On Facebook it looks as if people are home everywhere–everybody changing their profile photos, adding 8, 10, 26 new friends. A sure sign everyone’s snowed in. Also, a sign that our concept of “friend” has been co-opted, but that’s another story or at least another blog post. I was recently at a party where one of my favorite people–yes, a friend!–noted that he had more friends in the room than he had on Facebook.

The snow is piling up outside and I’m reading and writing and making two kinds of soup, though I have doubts about one of them. We’ll see. Another friend sent me his annual list of the books he read this past year. I am awed. Haven’t even finished reading the list yet.

Last night I finished Pat Barker’s “Ghost Road,” the final book in her trilogy about World War I. Beautifully written and fascinating, just as many of you said.
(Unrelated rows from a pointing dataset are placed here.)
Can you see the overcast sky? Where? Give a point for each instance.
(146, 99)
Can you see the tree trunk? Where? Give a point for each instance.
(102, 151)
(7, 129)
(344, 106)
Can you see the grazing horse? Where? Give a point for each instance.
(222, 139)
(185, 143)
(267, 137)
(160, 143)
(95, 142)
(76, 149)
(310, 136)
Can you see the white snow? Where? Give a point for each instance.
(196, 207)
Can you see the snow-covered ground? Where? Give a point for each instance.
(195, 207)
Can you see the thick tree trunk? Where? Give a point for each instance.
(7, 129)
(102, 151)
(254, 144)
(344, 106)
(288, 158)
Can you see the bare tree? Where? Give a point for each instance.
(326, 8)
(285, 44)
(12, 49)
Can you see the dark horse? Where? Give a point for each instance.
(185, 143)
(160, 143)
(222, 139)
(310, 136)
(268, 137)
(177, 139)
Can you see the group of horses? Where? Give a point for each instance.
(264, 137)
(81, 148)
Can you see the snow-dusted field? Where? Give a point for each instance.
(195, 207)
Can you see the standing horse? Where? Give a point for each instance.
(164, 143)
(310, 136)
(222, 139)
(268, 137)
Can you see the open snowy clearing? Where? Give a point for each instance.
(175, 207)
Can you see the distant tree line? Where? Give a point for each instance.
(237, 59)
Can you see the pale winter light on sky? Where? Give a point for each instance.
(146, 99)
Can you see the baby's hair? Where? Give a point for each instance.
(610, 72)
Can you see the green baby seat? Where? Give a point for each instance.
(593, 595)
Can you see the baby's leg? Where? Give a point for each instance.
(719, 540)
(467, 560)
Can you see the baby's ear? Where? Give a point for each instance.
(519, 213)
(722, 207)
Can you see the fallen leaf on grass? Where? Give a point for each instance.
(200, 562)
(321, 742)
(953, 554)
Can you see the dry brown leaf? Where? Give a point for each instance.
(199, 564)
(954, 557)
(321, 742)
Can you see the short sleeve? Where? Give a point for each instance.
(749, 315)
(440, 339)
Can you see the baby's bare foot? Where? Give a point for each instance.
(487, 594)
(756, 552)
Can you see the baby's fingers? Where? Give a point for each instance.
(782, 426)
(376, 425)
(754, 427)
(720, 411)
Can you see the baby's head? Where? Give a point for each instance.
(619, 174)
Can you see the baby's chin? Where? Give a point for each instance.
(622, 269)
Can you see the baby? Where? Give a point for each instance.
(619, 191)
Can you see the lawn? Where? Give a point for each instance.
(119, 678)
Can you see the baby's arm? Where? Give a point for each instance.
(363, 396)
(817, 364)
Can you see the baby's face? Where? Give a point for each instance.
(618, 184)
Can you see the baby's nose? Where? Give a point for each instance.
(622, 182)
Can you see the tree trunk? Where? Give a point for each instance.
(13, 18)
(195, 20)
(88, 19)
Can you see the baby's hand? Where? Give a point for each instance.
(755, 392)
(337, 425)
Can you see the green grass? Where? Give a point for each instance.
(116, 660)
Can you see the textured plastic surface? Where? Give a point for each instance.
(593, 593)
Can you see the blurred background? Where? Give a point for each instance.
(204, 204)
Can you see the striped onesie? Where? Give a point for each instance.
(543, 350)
I continue to read “The Known World” by Edward P Jones, but find I need to take it in just a little at a time–it’s harsh.

Meanwhile, time to poke a little at the fire and feel grateful for warmth and firewood and for many other things, including friends on the phone and online.

When good things happen to good writers

I have just returned from a lovely party celebrating my friend Edith Pearlman and her new book, “Binocular Vision: New and Selected Stories.” It is Edith’s fourth book and begins with an enthusiastic intro by Ann Patchett, herself a wonderful writer. You may have read the glowing front page review in the New York Times with your morning coffee. Or the similar one in the Los Angeles Times. I can’t wait to read the book and you’ll want to read it, too.

Edith has published hundreds of works of fiction and nonfiction in literary journals, national magazines, and online publications. Her short stories have been anthologized (“Best American Short Stories”) and have won O. Henry, Pushcart, and other prestigious prizes. So why has the tone of the praise been along the lines of “why haven’t I heard of Edith Pearlman before?” More importantly, why are people hearing about her now?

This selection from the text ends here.